Grey grows the dawn while men-folk sleep,
Unseen spreads on the light,
Till the thrush sings to the coloured things,
And earth forgets the night.
No otherwise wends on our Hope:
E’en as a tale that’s told
Are fair lives lost, and all the cost
Of wise and true and bold.
We’ve toiled and failed; we spake the word;
None hearkened; dumb we lie;
Our Hope is dead, the seed we spread
Fell o’er the earth to die.
What’s this? For joy our hearts stand still,
And life is loved and dear,
The lost and found the Cause hath crowned,
The Day of Days is here.
TO THE MUSE OF THE NORTH
O muse that swayest the sad Northern Song,
Thy right hand full of smiting and of wrong,
Thy left hand holding pity; and thy breast
Heaving with hope of that so certain rest:
Thou, with the grey eyes kind and unafraid,
The soft lips trembling not, though they have said
The doom of the World and those that dwell therein.

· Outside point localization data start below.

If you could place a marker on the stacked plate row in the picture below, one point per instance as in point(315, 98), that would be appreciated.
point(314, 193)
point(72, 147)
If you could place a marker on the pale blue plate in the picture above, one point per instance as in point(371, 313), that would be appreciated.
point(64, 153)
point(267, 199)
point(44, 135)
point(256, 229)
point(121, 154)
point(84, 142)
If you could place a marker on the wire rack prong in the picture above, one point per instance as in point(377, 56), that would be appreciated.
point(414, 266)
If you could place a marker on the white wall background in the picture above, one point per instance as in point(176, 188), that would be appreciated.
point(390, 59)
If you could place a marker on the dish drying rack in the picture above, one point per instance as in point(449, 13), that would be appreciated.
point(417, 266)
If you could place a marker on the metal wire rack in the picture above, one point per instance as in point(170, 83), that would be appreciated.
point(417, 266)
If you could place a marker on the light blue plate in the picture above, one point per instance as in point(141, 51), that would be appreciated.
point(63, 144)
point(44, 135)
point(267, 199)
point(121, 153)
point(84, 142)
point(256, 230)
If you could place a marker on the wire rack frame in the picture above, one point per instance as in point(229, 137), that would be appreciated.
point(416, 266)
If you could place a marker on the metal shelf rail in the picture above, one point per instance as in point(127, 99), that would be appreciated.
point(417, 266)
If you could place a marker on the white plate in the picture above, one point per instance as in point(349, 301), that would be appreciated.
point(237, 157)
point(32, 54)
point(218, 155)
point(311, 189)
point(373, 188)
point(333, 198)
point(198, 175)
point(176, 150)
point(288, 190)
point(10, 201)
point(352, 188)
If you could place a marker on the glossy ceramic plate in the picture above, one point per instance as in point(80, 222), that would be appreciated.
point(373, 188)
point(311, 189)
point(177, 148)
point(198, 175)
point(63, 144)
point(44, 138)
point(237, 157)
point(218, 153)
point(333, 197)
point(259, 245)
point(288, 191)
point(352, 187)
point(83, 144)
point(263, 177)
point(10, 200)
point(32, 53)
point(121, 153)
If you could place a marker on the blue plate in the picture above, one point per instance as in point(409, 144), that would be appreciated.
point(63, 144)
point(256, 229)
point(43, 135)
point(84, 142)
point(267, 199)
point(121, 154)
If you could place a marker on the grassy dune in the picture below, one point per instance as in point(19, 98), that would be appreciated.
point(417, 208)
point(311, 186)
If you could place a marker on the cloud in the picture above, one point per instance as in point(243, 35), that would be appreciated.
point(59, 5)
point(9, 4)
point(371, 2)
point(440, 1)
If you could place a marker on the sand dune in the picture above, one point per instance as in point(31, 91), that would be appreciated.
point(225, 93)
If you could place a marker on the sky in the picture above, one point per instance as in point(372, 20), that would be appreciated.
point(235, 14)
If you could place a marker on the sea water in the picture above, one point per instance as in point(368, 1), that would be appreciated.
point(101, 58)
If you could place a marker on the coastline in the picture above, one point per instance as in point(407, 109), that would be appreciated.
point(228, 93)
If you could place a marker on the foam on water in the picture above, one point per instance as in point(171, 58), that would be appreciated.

The lips that smile not though thy children win
The fated Love that draws the fated Death.
O, borne adown the fresh stream of thy breath,
Let some word reach my ears and touch my heart,
That, if it may be, I may have a part
In that great sorrow of thy children dead
That vexed the brow, and bowed adown the head,
Whitened the hair, made life a wondrous dream,
And death the murmur of a restful stream,
But left no stain upon those souls of thine
Whose greatness through the tangled world doth shine.
O Mother, and Love and Sister all in one,
Come thou; for sure I am enough alone
That thou thine arms about my heart shouldst throw,
And wrap me in the grief of long ago.
OF THE THREE SEEKERS
There met three knights on the woodland,
And the first was clad in silk array:
The second was dight in iron and steel,
But the third was rags from head to heel.
“Lo, now is the year and the day come round
When we must tell what we have found.”
The first said: “I have found a king
Who grudgeth no gift of anything.”
The second said: “I have found a knight
Who hath never turned his back in fight.”
But the third said: “I have found a love
That Time and the World shall never move.”
Whither away to win good cheer?
“With me,” said the first, “for
my king is near.”
So to the King they went their ways;
But there was a change of times and days.
“What men are ye,” the great King said,
“That ye should eat my children’s bread?
My waste has fed full many a store,
And mocking and grudge have I gained therefore.
Whatever waneth as days wax old.
Full worthy to win are goods and gold.”